MCX Live Updates

Gold prices increased by 0.62%, closing at Rs 148,118, bolstered by a decrease in Brent crude oil prices amid positive developments in U.S.-Iran negotiations. Senior officials from both countries concluded their first round of talks in Switzerland, with reports indicating constructive developments and a continuation of the earlier ceasefire framework. However, gains in bullion remained constrained as the U.S. Federal Reserve upheld a hawkish stance on monetary policy. Fed Chair Kevin Warsh reiterated concerns about inflation, which has bolstered market expectations for a rate hike later this year. Traders are now assigning an 89% probability to an increase in December.
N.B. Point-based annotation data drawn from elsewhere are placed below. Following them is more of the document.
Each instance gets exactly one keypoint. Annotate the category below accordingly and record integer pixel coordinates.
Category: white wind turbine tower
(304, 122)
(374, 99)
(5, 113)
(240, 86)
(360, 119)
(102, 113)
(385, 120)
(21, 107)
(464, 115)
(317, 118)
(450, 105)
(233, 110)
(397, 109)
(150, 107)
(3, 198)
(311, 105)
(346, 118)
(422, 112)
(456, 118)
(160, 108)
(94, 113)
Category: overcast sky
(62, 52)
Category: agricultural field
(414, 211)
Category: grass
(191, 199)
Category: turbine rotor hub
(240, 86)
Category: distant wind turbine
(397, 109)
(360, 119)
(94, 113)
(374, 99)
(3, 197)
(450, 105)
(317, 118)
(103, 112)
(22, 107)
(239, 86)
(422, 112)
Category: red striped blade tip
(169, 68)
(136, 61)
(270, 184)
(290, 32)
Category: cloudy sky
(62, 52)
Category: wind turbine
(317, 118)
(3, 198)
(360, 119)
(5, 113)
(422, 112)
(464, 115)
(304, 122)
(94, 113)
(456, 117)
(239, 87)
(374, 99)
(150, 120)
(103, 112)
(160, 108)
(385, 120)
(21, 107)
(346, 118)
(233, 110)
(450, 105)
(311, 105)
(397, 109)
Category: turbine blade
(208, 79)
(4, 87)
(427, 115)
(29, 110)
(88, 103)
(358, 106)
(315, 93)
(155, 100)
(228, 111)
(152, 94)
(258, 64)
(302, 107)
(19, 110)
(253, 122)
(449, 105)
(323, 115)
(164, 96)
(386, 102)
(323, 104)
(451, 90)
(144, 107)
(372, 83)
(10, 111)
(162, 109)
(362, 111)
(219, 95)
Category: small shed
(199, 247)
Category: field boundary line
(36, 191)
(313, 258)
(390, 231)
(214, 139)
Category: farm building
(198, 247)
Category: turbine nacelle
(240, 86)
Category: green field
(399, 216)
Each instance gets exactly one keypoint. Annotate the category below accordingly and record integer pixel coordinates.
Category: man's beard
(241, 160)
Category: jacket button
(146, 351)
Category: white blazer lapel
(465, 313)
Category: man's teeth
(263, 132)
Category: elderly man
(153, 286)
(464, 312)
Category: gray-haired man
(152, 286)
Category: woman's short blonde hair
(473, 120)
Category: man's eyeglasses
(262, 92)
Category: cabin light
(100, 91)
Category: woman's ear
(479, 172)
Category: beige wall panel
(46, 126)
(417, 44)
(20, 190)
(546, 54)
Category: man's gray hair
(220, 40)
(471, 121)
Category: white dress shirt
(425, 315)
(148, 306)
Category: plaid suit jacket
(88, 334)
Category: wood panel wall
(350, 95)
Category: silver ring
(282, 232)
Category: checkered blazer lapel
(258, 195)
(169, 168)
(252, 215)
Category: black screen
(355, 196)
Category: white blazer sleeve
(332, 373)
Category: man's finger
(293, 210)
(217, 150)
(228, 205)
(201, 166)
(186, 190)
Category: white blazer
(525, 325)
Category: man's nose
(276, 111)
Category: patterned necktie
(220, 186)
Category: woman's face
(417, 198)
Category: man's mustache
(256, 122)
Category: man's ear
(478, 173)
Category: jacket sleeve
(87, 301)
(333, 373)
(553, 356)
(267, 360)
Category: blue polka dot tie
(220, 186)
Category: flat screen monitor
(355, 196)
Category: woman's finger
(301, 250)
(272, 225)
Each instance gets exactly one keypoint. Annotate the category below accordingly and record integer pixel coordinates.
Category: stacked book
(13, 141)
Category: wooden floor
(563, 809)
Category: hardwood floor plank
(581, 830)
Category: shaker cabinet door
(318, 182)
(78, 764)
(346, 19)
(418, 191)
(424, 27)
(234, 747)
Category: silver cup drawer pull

Goldman Sachs has adjusted its year-end gold price forecast downward to $4,900 per ounce from a previous estimate of $5,400. This revision reflects near-term downside risks, although the firm continues to uphold a favourable long-term perspective. Physical demand has continued to exhibit weakness across the primary consuming regions. India’s gold imports experienced a significant decline of nearly 70% following an increase in import duties to 15%. Concurrently, Swiss gold exports to India fell sharply, reaching their lowest monthly level in six years. Domestic jewellery, bar and coin demand in India remained lacklustre despite recent price adjustments.

India’s physically backed gold ETFs experienced their inaugural monthly outflow in a year during May, as investors opted to realise profits. In May, gold ETFs experienced net outflows amounting to $2 billion, primarily driven by trends in Asia and North America. However, it is noteworthy that year-to-date flows continue to show a positive trajectory. In China, physical gold premiums have shifted to discounts, indicating a cautious investor sentiment in light of the uncertainty surrounding the U.S.-Iran agreement.

Technically, the market is experiencing short covering, as evidenced by a 0.66% decline in open interest to 9,286 contracts, coinciding with an increase in prices. Gold exhibits immediate support at Rs 145,740, with subsequent support at Rs 143,365. On the upside, resistance is observed at Rs 149,860, and a sustained movement above this threshold could potentially extend gains toward Rs 151,605.